Por lo tanto, la gran lección que enseña este libro es que debemos de tomarnos a Dios en serio cuando nos habla acerca del enemigo. Jesucristo ha venido para salvarnos de nuestros pecados, no para que nos conformemos y vivamos siempre sumidos en el pecado. Ha venido para alejar el pecado de nosotros y para separarnos a nosotros de dicho pecado. Si no tomamos a Dios en serio con respecto a estas cosas, a las que llamamos triviales, sufriremos las inevitables consecuencias, dando un paso tras otro, alejándonos de la intervención de la gracia de Dios, siguiendo un camino que nos lleva finalmente al colapso moral.

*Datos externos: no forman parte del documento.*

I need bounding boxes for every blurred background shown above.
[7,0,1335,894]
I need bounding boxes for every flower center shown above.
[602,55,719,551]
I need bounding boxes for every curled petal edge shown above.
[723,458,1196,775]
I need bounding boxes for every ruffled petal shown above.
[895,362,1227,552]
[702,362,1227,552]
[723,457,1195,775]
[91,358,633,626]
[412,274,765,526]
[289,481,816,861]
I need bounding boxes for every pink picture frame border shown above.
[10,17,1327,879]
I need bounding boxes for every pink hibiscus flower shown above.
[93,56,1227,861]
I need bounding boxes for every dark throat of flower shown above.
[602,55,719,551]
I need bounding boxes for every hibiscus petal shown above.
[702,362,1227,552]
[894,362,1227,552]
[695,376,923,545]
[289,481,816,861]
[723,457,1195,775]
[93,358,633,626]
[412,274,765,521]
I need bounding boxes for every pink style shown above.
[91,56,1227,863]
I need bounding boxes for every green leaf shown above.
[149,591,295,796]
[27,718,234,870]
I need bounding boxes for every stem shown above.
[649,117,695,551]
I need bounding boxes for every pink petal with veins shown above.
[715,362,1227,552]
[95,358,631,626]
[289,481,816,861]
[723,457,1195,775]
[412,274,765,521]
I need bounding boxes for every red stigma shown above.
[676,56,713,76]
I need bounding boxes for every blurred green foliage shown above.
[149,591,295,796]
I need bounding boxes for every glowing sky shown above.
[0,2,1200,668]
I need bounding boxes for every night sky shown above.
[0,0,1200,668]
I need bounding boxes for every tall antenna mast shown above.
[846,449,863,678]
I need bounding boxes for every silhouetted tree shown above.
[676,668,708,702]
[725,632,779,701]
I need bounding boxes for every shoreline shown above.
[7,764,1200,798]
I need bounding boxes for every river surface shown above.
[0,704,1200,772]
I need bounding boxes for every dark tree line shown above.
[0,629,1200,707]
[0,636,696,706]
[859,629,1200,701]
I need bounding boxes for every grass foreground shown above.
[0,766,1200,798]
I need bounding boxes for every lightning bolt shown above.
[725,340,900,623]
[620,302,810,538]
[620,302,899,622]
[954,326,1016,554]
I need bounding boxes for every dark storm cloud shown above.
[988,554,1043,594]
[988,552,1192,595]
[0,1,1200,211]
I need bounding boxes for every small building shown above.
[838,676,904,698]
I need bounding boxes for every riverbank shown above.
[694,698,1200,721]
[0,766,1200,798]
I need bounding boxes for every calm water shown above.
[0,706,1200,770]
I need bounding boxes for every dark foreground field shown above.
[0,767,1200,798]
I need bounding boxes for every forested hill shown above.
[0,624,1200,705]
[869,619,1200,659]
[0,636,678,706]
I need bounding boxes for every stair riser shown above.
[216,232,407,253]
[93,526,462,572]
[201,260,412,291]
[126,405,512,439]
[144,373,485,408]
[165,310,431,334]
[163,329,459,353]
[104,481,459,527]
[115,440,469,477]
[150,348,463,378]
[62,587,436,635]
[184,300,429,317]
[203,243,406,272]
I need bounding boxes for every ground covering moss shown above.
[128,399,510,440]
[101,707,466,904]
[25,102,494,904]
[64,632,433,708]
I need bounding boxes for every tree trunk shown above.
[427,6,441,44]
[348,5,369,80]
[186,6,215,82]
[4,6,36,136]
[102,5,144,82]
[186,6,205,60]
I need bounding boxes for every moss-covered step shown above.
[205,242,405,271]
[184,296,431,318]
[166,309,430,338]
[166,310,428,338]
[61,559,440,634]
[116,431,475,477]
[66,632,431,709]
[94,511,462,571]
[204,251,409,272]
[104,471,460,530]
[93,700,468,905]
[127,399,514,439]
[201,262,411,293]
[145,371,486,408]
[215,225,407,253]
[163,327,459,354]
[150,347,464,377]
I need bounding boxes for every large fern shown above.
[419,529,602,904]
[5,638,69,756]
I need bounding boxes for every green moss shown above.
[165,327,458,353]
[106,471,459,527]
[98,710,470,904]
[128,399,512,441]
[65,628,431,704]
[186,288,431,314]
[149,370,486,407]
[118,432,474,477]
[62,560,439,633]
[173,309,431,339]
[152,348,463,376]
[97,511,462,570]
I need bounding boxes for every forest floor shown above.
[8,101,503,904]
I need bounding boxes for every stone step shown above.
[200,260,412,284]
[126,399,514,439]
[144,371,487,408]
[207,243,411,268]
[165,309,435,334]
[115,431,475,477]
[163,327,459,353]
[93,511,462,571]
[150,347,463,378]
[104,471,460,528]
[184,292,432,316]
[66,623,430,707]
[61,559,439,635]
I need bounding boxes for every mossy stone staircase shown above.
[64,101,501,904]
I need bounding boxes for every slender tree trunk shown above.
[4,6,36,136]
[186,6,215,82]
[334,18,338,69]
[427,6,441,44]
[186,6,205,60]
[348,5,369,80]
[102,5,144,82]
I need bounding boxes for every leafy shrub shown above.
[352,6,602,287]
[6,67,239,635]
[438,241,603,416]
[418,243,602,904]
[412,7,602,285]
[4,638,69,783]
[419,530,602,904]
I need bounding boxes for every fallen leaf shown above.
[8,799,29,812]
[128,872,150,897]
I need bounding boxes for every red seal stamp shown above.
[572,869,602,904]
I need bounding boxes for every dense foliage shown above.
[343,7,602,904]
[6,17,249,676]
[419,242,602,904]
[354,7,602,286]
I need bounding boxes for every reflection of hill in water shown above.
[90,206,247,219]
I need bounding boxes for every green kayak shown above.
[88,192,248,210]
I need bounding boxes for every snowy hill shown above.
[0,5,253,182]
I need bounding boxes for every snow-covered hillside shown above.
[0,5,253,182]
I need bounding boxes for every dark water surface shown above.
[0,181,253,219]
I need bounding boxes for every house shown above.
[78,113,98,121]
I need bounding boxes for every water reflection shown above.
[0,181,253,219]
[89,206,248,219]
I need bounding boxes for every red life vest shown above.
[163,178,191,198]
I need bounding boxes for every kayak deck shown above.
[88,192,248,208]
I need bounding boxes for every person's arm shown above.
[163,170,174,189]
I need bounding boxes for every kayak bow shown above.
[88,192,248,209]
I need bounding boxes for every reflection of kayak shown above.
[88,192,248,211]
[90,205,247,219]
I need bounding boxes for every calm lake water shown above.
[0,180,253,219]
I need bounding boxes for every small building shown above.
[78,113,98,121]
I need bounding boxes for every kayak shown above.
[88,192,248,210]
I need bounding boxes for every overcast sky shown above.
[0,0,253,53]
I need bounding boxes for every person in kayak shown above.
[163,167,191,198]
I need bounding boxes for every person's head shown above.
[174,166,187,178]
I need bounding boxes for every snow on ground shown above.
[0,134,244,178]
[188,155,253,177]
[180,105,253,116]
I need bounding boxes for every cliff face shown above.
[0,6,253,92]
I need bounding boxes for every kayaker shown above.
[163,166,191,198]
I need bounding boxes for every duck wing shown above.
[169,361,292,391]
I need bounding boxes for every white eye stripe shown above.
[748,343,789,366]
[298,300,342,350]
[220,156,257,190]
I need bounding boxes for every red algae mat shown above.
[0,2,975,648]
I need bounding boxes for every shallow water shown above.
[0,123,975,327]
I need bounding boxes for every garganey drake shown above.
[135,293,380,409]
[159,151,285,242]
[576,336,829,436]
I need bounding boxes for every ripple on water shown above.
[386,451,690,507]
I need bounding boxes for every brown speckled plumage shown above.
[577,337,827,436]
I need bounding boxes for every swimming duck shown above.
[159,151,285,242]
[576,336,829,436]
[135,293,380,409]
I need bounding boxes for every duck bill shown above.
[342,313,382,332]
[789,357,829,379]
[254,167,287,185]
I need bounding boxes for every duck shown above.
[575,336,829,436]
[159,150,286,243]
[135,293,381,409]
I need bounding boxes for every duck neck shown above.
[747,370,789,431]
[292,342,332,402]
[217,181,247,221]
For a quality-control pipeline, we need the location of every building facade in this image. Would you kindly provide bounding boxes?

Creo que esa es la respuesta a ese colapso repentino que se produce en las vidas de aquellos hombres y mujeres que aparentemente han sido dirigentes destacados de Dios, y que presentan, al menos exteriormente, una perspectiva justa y feliz, que causa la impresión de que su vida espiritual es fuerte. Y de repente leemos que se ha producido algún terrible colapso moral en sus vidas. ¿Qué ha sucedido? Se ha producido un deterioro interior, siguiendo exactamente el mismo modelo que el del libro de los Jueces.
Creo que no hay ni uno solo de nosotros que no se esté preguntando lo que yo me pregunto: «¿me está sucediendo eso a mi? ¿Me estoy engañando a mi mismo? Seguro que hay algun aspecto de mi vida acerca del cual estoy diciendo: «Mira, Señor, esto no es muy importante. ¿Por qué me molestas con el tema de mi espíritu de impaciencia, por no perdonar a alguien o por mi tendencia a meditar en cosas lascivas? O decimos: «¿Por qué te metes conmigo por confiar en mi propia habilidad para hacer algo? Después de todo, hay muchos cristianos que bendicen con esa clase de espíritu, esto no es muy importante, ¿verdad Señor? Si es esa mi actitud, me estoy exponiendo al peligro y descubriré que a menos que preste atención a la gracia de Dios, que interviene a mi favor, y a menos que escuche a su voz que me está advirtiendo, descubriré antes o después, como sucedió en Jueces, que mi vida es una ruina moral.
Mi esperanza es que al leer este libro tal y como Dios quiso que lo hiciesemos, nos veamos a nosotros mismos reflejados en él, pero permitame que le recuerde también que nuestro próximo libro es el de Rut. Este es uno de los libros más hermosos de la Biblia y aconteció durante el mismo período que el de Jueces.
Oración
Padre, te doy gracias por tu fidelidad para con nosotros. Señor, cuán abundante es tu gracia, cuán infinita tu paciencia, cuánto tiempo demoras y nos adviertes, cómo nos suplicas y exhortas e intentas que hagamos marcha atrás. ¡Qué maravillosa es tu gracia salvadora que nos envia al Salvador una y otra vez a nuestra vida para restaurarnos y para traernos de vuelta. Señor, te pedimos que nos ayudes a obedecer a su voz, al Bendito que ha venido a nuestros corazones y a nuestras vidas para redimirnos, para salvarnos y para liberarnos. Ayúdanos a caminar con él y a que conozcamos la gloria de una vida de victoria, para que podamos decir con el apóstol Pablo: «Pero gracias a Dios, que hace que siempre triunfemos en Cristo y que manifiesta en todo lugar el olor de su conocimiento por medio de nosotros. (2ª Cor. 2:14) En el nombre de Jesús, amen.